The Entry-Level Chronicles: How to Pay Your Bills
Here comes the not-so-fun part of adulting: BILLS. Oy. Being on your own is all well and good, until you realize that you actually have to start paying for things now and part of you wishes you could just go back to college when you could take long hot showers and do 4 loads of laundry a week without worrying how this will affect your electric bill. But if you look at it on the flip side, paying bills and being in charge of your finances means that you have ownership of your life. You have internet because you pay that bill every month. You have a roof over your head because you write out that check. There’s food in your fridge because you put it there. It’s a bit exciting, isn’t it? It reminds me of that Destiny’s Child song (#QueenBey), “Independent Woman”:
“The shoes on my feet, I bought them. The house I live in, I bought it. I depend on me.”
So while you may wish that you could keep more of that paycheck you count down to every two weeks, all these bills you pay fund the life that you want to live.
Okay, now that we’ve had a short dance party interlude, let’s get down to business.
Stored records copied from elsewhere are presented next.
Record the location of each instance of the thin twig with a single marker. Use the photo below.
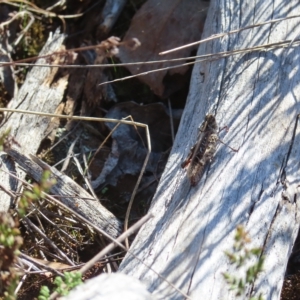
(111, 246)
(219, 35)
(99, 230)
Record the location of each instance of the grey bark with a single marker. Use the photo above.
(257, 95)
(43, 92)
(39, 93)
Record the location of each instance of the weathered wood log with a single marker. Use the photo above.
(40, 92)
(256, 94)
(70, 193)
(43, 91)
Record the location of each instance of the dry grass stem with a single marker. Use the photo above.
(220, 35)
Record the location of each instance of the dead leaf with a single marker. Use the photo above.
(160, 26)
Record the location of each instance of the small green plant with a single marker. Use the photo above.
(63, 285)
(239, 257)
(10, 243)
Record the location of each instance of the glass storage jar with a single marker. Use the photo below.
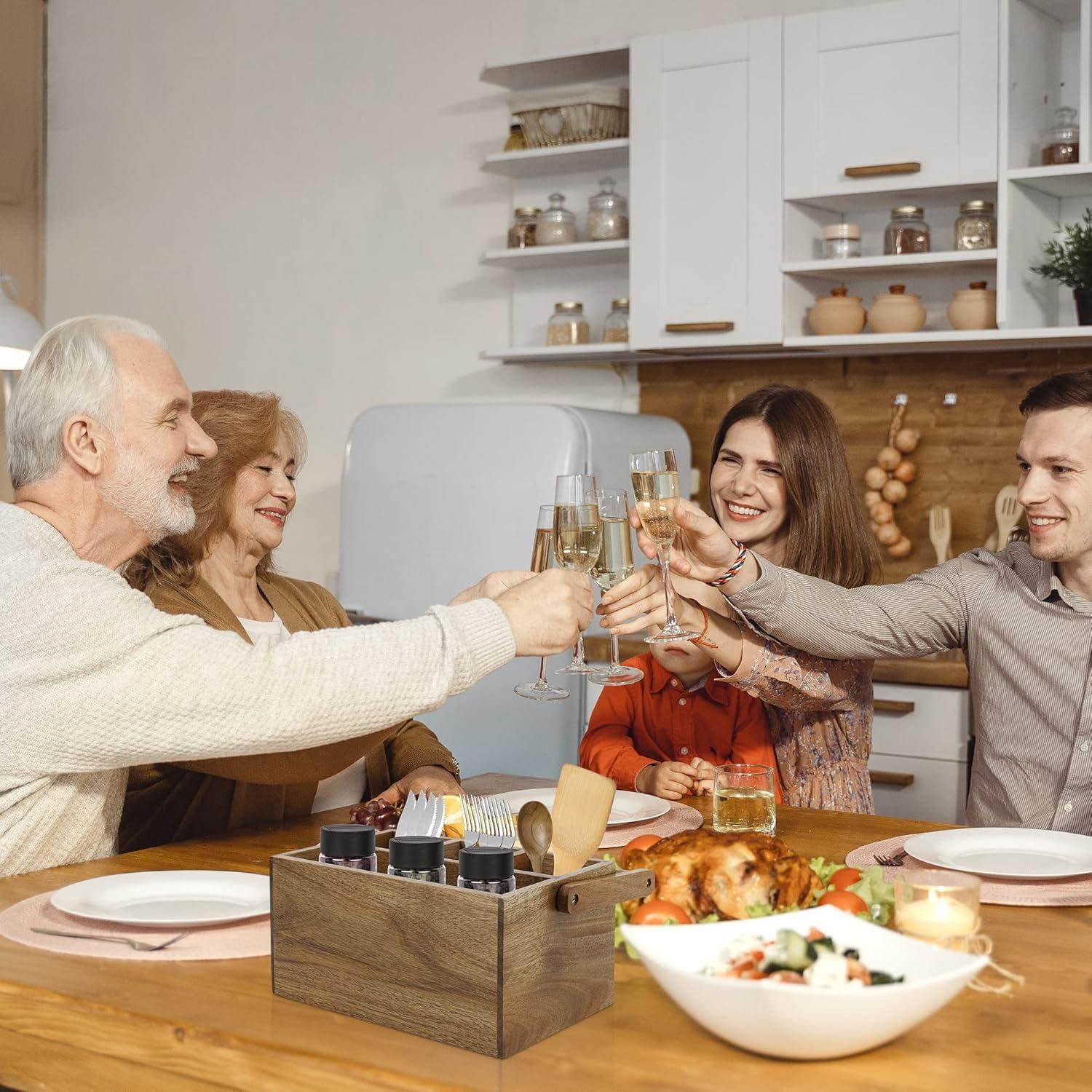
(556, 225)
(616, 327)
(524, 227)
(976, 226)
(906, 233)
(567, 325)
(607, 214)
(1061, 140)
(841, 240)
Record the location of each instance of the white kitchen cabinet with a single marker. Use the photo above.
(919, 761)
(906, 89)
(705, 188)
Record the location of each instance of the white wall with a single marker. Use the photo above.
(290, 191)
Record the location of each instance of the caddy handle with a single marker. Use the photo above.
(602, 891)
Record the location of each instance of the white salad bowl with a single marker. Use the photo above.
(788, 1020)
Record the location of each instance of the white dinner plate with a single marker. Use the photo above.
(627, 807)
(1009, 853)
(183, 897)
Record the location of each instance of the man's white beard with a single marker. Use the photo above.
(144, 497)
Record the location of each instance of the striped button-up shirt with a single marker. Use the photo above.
(1028, 642)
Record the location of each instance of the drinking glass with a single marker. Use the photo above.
(614, 565)
(542, 558)
(743, 799)
(577, 535)
(657, 493)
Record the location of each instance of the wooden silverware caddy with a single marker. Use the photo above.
(486, 972)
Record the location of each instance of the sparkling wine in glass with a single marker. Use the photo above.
(578, 533)
(657, 493)
(613, 566)
(542, 558)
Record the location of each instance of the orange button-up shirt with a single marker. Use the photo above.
(657, 720)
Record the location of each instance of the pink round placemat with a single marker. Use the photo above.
(237, 941)
(1072, 893)
(676, 819)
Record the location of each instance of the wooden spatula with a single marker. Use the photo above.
(581, 810)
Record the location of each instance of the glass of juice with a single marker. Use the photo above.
(743, 799)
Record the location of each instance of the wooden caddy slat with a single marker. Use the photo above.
(489, 973)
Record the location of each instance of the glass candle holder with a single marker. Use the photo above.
(938, 906)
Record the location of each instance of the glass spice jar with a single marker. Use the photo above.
(906, 233)
(524, 227)
(976, 226)
(616, 325)
(486, 869)
(414, 858)
(1061, 140)
(556, 225)
(841, 240)
(567, 325)
(607, 216)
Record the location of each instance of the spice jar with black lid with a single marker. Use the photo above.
(486, 869)
(349, 844)
(415, 858)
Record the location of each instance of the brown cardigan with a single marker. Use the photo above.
(168, 803)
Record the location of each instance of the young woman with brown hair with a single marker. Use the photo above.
(780, 484)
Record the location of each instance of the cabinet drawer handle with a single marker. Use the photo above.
(882, 778)
(699, 328)
(900, 708)
(882, 168)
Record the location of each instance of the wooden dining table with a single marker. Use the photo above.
(69, 1021)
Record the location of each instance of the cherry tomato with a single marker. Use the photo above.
(844, 877)
(657, 911)
(844, 900)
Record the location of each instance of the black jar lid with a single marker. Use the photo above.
(415, 854)
(486, 863)
(347, 840)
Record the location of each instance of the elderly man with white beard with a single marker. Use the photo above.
(94, 678)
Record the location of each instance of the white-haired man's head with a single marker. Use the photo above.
(102, 397)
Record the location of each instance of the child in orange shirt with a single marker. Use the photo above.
(664, 734)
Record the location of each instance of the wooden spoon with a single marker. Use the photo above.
(581, 810)
(535, 829)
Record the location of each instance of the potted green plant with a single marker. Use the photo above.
(1069, 261)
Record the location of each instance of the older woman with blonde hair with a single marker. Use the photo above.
(223, 571)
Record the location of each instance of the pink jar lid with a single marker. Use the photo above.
(842, 232)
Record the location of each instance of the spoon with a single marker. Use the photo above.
(535, 829)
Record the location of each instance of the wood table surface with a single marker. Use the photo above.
(72, 1021)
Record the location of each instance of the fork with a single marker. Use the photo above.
(895, 860)
(487, 821)
(941, 531)
(141, 946)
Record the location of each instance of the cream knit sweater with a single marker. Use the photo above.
(94, 679)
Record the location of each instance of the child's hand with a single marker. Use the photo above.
(703, 777)
(668, 780)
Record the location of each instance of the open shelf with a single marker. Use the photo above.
(550, 257)
(838, 270)
(607, 63)
(598, 155)
(1066, 181)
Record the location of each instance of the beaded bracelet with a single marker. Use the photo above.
(734, 568)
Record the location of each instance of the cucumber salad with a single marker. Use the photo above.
(812, 960)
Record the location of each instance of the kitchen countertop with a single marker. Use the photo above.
(943, 668)
(72, 1021)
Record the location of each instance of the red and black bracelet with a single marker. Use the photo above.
(734, 568)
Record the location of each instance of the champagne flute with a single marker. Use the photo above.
(657, 491)
(577, 535)
(542, 558)
(613, 566)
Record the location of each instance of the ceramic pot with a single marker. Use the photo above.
(973, 308)
(897, 312)
(836, 314)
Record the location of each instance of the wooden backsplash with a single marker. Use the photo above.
(967, 452)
When I accepted my job offer and finally moved myself to Indianapolis, I was then set with the task of setting up my utilities, internet, car and renter’s insurance (because apparently that’s a thing…), upcoming student loan payments, rent, groceries, and so on.
The thought of all of the bills and expenses started to overwhelm me and I began to panic, thinking that there was no way I could make ends meet on my salary and what was I even doing here, thinking I could be an adult. This is where my dad came in because, though we are almost identical in personality, he’s also extremely logical and much more of a seasoned adult. The two of us sat down, talked this whole thing out, and began making a list, which I can’t recommend enough.
Step 1: Make a list
I took out a piece of paper and made a list of all of my expenses and how much they cost. I separated necessities (meaning, I absolutely have to pay this much money each month in order to live) from more fluid expenses (meaning, I can cut here and there and adjust my lifestyle in order to save if need be). I also listed my monthly salary at the top of my list (I had asked someone in payroll at my office to give me an estimate of what each paycheck would look like after all of the deductions for taxes, social security, and benefits came out which was a huge help).
Student Loans: X
Car Insurance: X
Renter’s Insurance: X
YMCA membership: X
Personal Expenses: X
Getting all of these thoughts and necessities down on paper helped me map them out and I began to see my financial life take shape. It’s almost like journaling; once the thoughts aren’t swirling around in your head any more, you can finally focus on what’s next.
Step 2: Calculate
I actually do this periodically because I’ll accidentally splurge at the grocery store (avocados, am I right?) and then panic because I’m convinced I won’t be able to make rent thanks to that extra $10, and this usually calms me down.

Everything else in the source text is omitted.